# Grizzly G0555LX - 14" Deluxe Bandsaw - Love it



## EricLew (Aug 29, 2014)

I completely agree Kurt. I bought the anniversary edition last Christmas and am also very happy with it. no complaints at all
Eric


----------



## WoodNSawdust (Mar 7, 2015)

Thanks or the review.

I have the larger 17" Grizzly and seem to be replacing one of the guide bearings per year. Have you had any problems with yours?


----------



## woodtimes (Jun 14, 2007)

I have this one also and think its a very good saw, I tricked it out with carter guide bearings and made it even better.

Good lick with yours, its will serve you well.


----------



## crashn (Aug 26, 2011)

well, stitches are better than no finger! be safe


----------



## jimbolyy (Aug 19, 2015)

Hope to have money to buy it quickly…


----------



## Chocdog (Aug 31, 2014)

When I ordered mine shipping was free, although I bought a jointer also. Get the "to house" delivery instead of the curb service. It was worth the $30 to have placed into my garage.


----------



## woodmaker (Jan 12, 2011)

I have the same saw and love it, been a trooper no matter what I've done. I cut three of my fingers when a blade broke - and slammed my hand down and broke all 3 as well as cut them. Still have the digits, so I was lucky.
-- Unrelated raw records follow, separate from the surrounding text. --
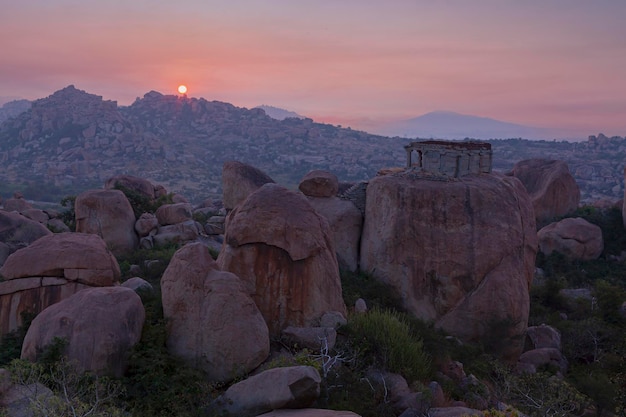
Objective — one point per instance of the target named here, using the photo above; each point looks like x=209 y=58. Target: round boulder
x=212 y=323
x=574 y=237
x=319 y=183
x=100 y=326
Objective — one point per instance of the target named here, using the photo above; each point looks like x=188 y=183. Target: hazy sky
x=548 y=63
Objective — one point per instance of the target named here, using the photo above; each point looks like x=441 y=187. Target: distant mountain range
x=73 y=140
x=278 y=113
x=450 y=125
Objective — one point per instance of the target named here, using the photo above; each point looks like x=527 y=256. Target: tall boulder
x=239 y=180
x=346 y=222
x=108 y=214
x=550 y=185
x=213 y=324
x=51 y=269
x=100 y=326
x=460 y=253
x=573 y=237
x=282 y=249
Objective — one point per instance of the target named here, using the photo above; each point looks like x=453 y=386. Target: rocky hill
x=73 y=140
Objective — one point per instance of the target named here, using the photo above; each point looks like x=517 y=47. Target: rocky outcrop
x=319 y=183
x=173 y=213
x=550 y=185
x=239 y=181
x=575 y=238
x=282 y=250
x=100 y=326
x=346 y=222
x=278 y=388
x=17 y=231
x=531 y=361
x=460 y=253
x=135 y=184
x=108 y=214
x=213 y=324
x=543 y=336
x=51 y=269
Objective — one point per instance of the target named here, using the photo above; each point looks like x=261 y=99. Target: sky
x=543 y=63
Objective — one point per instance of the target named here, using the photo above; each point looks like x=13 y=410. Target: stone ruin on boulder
x=454 y=159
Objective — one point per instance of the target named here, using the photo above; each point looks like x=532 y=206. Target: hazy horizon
x=549 y=65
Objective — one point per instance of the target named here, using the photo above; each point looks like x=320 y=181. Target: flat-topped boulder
x=51 y=269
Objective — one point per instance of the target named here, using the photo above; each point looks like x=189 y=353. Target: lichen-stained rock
x=213 y=324
x=288 y=387
x=51 y=269
x=319 y=183
x=100 y=326
x=139 y=185
x=460 y=253
x=551 y=187
x=573 y=237
x=239 y=180
x=346 y=222
x=282 y=249
x=173 y=213
x=108 y=214
x=17 y=231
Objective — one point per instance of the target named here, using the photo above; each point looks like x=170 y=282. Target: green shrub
x=385 y=337
x=363 y=285
x=158 y=384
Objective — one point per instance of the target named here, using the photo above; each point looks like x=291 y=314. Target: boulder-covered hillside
x=72 y=141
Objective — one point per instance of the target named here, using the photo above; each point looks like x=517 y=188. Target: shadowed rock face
x=460 y=253
x=101 y=325
x=213 y=324
x=281 y=248
x=575 y=238
x=51 y=269
x=551 y=187
x=107 y=213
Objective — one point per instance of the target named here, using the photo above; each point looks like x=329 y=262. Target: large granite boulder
x=239 y=180
x=319 y=183
x=212 y=323
x=460 y=253
x=50 y=270
x=346 y=222
x=138 y=185
x=108 y=214
x=17 y=231
x=173 y=213
x=100 y=326
x=550 y=185
x=278 y=388
x=573 y=237
x=282 y=249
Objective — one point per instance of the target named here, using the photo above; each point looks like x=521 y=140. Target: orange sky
x=557 y=63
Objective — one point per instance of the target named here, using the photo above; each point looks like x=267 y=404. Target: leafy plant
x=385 y=338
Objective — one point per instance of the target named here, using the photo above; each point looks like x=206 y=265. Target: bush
x=385 y=337
x=363 y=285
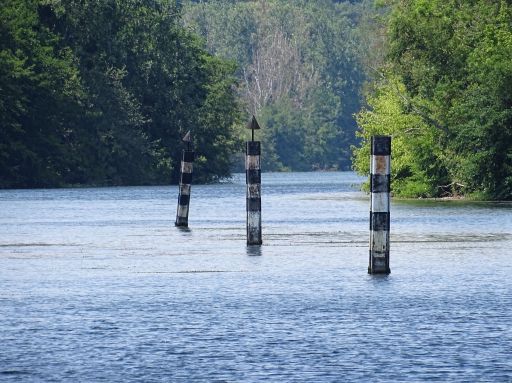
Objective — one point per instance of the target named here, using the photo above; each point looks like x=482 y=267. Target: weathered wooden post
x=380 y=169
x=185 y=183
x=253 y=181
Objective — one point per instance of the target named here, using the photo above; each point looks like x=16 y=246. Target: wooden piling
x=184 y=189
x=253 y=181
x=253 y=185
x=380 y=170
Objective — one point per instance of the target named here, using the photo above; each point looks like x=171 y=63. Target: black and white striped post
x=380 y=170
x=253 y=181
x=185 y=183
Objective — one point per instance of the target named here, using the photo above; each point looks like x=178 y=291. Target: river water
x=98 y=285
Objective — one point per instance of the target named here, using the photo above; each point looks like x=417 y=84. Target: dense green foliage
x=101 y=92
x=299 y=69
x=445 y=97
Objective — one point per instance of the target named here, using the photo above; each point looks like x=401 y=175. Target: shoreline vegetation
x=101 y=93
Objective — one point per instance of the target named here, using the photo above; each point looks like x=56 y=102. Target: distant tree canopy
x=101 y=92
x=444 y=94
x=300 y=72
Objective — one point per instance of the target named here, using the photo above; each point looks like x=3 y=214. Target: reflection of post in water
x=185 y=183
x=380 y=166
x=253 y=181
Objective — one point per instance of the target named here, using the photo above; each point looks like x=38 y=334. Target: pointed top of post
x=253 y=125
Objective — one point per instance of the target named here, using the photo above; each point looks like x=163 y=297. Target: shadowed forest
x=101 y=92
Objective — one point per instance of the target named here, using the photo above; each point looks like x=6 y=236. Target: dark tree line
x=444 y=94
x=101 y=92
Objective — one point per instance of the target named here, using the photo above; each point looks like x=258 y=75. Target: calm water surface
x=98 y=285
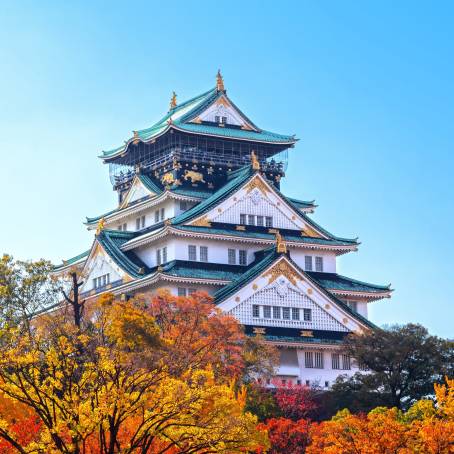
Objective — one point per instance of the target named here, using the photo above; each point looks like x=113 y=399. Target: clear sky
x=368 y=87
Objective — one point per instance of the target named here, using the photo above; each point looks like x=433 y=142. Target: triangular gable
x=258 y=197
x=222 y=107
x=282 y=284
x=100 y=263
x=137 y=191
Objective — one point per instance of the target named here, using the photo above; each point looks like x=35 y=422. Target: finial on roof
x=101 y=225
x=173 y=101
x=254 y=161
x=219 y=81
x=280 y=244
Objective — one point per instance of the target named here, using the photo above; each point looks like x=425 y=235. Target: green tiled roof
x=236 y=179
x=335 y=281
x=264 y=260
x=111 y=241
x=263 y=234
x=72 y=260
x=182 y=114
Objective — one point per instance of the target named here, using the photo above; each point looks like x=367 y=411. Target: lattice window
x=257 y=206
x=297 y=302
Bob A in NJ do you have the part numbers for the Carter guides?


----------



## Finn (May 26, 2010)

I have this saw also, since 2008 I have had to replace some of the guide bearings that I bought locally a bit cheaper than from Grizzly. I had to replace the bottom wheel shaft because I was over tensioning the blade I think. I use it mostly for re-sawing. Nice saw.


----------